Six months later, he shows up at Alphacorp headquarters with this entire retinue of scientists from Germany and China. The scientists have apparently made a big theoretical breakthrough, but they need funding to prove out their theory—something about "replication and relocation of physical matter via digital archival of atomic structures." THE OLIGARCH says, basically, he's willing to put everything he's got into this project. Billions of dollars. And he's making the case that this technology could result in a trillion-dollar industry.
He's ranting about how they're gonna revolutionize health care, travel, industrial production. Everything. All he wants is access to Alphacorp's facilities. Maybe some manpower in the form of product managers, security guys, etcetera.
Alphacorp's board members basically look at each other, roll their eyes, and agree to humor THE OLIGARCH. They didn't really think this shit would work. But they figured if they gave him a building and let him play on his own, he'd stay out of their hair.
I was brought on to the project about six months later.
What was the appeal of the project for you?
I don't know. I wasn't sure, at the beginning. But THE OLIGARCH was extremely charismatic with his pitch. Something about it appealed to that part of me that loves Star Trek. He kept using the phrase "post-scarcity economy," and that clicked with me, hard.
With no more need to work for food, everybody would be freed up to devote time to their family, or if they were technically skilled, maybe pitch in on larger projects like the development of General AI. The jump from there to the Singularity would be small. We figured within our lifetimes we'd all have robot slaves doing shit for us like in The Jetsons.
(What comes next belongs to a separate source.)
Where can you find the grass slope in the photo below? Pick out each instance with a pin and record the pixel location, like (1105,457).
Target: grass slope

Tell me about THE CUSTODIAN.
THE PROJECT MANAGER groans.
Why didn't we just pay him better? Jesus Christ... fucking finance department insisting on paying everyone at market rate. It's no surprise he couldn't resist the urge to grab a rep when given the chance. The man was living below subsistence level, and every day he's watching a bunch of dipshit engineers playing around in a miniature version of Willy Wonka's chocolate factory.
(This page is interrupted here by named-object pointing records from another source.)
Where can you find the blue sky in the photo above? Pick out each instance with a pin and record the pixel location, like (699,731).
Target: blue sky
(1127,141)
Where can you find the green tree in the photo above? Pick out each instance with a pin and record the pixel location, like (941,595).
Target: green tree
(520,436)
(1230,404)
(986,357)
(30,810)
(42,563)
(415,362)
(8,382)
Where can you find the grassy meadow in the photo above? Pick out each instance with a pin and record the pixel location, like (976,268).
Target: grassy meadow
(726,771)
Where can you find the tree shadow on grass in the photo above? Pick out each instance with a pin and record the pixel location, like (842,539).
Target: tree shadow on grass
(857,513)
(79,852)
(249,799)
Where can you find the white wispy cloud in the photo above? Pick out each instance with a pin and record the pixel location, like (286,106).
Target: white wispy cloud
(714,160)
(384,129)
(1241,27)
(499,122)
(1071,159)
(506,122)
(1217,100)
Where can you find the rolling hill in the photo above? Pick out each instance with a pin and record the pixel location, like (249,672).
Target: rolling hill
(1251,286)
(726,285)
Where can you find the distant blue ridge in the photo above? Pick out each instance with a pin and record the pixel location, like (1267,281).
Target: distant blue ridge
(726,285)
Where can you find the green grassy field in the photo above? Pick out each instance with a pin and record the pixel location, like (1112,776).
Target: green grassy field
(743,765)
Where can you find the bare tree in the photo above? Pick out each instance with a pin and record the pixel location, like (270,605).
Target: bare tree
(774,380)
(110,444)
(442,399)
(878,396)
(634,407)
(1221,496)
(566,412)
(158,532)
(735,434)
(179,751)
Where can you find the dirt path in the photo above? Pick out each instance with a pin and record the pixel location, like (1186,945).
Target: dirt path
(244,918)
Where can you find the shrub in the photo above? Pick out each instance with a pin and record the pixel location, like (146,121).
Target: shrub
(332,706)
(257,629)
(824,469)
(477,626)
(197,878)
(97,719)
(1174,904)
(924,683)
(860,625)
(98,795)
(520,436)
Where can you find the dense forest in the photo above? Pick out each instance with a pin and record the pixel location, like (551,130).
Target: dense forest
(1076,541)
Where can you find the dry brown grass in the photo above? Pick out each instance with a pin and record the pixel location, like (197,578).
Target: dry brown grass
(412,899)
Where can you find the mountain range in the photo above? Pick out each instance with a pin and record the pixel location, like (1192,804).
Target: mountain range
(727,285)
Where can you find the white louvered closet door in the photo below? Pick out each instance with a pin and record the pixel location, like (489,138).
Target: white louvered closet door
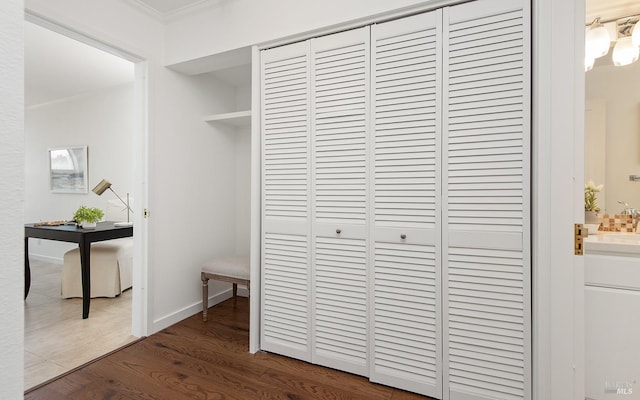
(486,240)
(406,338)
(340,95)
(286,215)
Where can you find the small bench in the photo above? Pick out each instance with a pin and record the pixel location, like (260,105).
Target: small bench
(234,269)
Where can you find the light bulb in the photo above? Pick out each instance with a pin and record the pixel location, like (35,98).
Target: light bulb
(588,62)
(624,52)
(597,40)
(635,34)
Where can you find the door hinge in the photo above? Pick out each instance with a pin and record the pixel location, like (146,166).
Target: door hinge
(578,239)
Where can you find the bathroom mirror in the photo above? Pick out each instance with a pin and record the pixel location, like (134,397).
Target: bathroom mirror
(612,133)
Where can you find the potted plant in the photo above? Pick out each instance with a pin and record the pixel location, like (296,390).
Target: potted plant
(591,207)
(87,217)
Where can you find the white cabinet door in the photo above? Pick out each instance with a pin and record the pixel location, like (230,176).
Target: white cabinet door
(486,214)
(285,91)
(340,101)
(406,339)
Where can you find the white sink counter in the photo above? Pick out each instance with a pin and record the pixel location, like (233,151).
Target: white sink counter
(613,243)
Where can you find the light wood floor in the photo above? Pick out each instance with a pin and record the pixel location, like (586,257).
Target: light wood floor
(57,339)
(197,360)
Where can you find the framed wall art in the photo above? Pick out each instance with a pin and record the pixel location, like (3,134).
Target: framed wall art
(68,169)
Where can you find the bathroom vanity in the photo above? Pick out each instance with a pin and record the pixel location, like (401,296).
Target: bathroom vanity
(612,316)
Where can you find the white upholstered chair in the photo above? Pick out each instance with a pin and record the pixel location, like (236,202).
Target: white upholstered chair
(111,263)
(233,269)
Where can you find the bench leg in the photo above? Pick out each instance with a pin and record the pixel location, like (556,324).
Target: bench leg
(205,297)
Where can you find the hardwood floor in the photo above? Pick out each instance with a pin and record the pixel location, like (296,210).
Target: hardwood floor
(57,339)
(197,360)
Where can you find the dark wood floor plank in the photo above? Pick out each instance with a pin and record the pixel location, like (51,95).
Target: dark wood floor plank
(198,360)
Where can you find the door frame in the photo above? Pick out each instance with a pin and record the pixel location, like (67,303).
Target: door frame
(557,198)
(140,315)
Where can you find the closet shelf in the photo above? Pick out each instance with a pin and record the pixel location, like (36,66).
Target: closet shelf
(238,118)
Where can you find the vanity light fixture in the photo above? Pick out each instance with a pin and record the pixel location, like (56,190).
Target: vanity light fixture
(626,49)
(597,40)
(624,52)
(635,34)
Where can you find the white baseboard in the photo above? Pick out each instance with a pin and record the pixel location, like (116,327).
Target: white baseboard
(186,312)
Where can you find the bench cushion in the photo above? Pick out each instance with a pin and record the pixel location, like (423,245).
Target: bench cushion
(232,266)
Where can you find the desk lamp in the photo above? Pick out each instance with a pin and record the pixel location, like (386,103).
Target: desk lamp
(102,187)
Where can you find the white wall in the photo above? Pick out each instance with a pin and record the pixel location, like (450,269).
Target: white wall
(11,200)
(618,88)
(102,120)
(241,23)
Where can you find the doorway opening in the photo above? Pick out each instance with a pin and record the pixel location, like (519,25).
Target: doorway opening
(79,91)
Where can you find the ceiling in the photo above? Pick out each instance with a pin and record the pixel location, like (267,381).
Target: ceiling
(59,67)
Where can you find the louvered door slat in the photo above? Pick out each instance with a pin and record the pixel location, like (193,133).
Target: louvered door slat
(405,154)
(340,124)
(286,207)
(486,258)
(340,303)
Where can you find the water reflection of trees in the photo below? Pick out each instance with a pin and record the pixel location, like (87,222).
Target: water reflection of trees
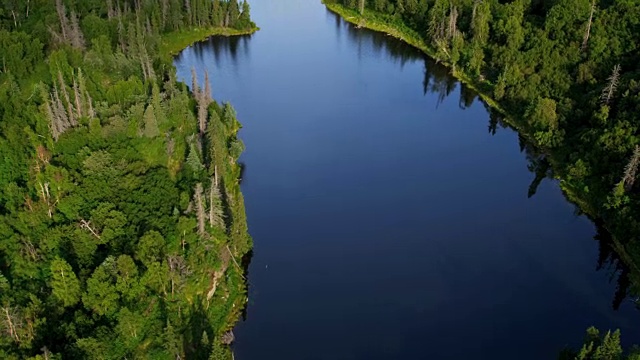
(221,46)
(608,259)
(438,80)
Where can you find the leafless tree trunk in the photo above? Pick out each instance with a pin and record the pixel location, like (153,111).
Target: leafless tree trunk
(62,16)
(70,111)
(15,21)
(11,323)
(195,89)
(200,210)
(453,22)
(587,33)
(86,225)
(187,6)
(78,99)
(110,11)
(216,214)
(165,12)
(612,85)
(631,169)
(207,87)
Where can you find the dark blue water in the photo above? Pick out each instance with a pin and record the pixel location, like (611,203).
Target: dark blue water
(389,223)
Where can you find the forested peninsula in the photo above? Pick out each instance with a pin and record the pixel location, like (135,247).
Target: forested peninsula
(566,75)
(122,225)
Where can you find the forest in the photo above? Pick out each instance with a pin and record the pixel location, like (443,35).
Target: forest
(122,226)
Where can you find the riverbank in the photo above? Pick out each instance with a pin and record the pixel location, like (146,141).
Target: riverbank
(385,24)
(173,43)
(372,21)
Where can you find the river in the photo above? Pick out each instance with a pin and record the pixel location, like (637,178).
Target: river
(390,209)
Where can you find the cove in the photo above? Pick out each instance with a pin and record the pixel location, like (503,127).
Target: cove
(390,209)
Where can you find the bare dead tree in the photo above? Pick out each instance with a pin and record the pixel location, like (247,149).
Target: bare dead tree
(612,85)
(165,12)
(452,30)
(76,37)
(62,17)
(216,213)
(178,271)
(207,87)
(111,13)
(587,32)
(200,210)
(194,82)
(631,170)
(29,250)
(86,225)
(11,322)
(78,98)
(70,111)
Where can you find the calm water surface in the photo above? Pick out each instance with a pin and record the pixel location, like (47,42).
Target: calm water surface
(389,223)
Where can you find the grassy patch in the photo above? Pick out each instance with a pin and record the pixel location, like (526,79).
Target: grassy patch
(175,42)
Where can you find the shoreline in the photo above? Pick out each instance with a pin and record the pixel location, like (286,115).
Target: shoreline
(175,42)
(410,37)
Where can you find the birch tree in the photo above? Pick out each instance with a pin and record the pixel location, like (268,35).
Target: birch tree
(612,85)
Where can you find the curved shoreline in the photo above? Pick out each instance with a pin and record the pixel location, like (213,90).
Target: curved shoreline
(410,37)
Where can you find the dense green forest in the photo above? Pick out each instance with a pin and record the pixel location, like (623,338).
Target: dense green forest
(122,225)
(566,73)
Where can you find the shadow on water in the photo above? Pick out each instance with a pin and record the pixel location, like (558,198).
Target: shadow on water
(222,46)
(438,80)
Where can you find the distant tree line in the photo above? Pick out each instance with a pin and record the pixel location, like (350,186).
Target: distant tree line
(122,225)
(566,72)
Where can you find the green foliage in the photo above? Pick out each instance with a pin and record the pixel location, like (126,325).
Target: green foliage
(100,254)
(64,284)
THE CUSTODIAN saw an opportunity to grab his own golden ticket and he took it. I don't blame him for that.
As for what his friends did later... I mean, who would've imagined?
He says that after he took the first rep, Alphacorp sent a security team after him.
I'm sure they did. But that's not my department. To be honest, at that point in time I didn't really care that one machine had gone missing.
We were so close to finalizing work on the reps anyway. I was just staying focused on working out the final kinks in the hardware. The machines were working almost perfectly. But there were a couple of final issues that the marketing guys wanted us to fix before taking things to the next stage. Like, for one thing, reps didn't seem to handle gelatinous substances very well.
Gelatinous substances?
Yeah. You'd try to make some ketchup or toothpaste and it'd just come out all runny and sort of weird tasting. Or, like, maple syrup. This thing couldn't make syrup for shit.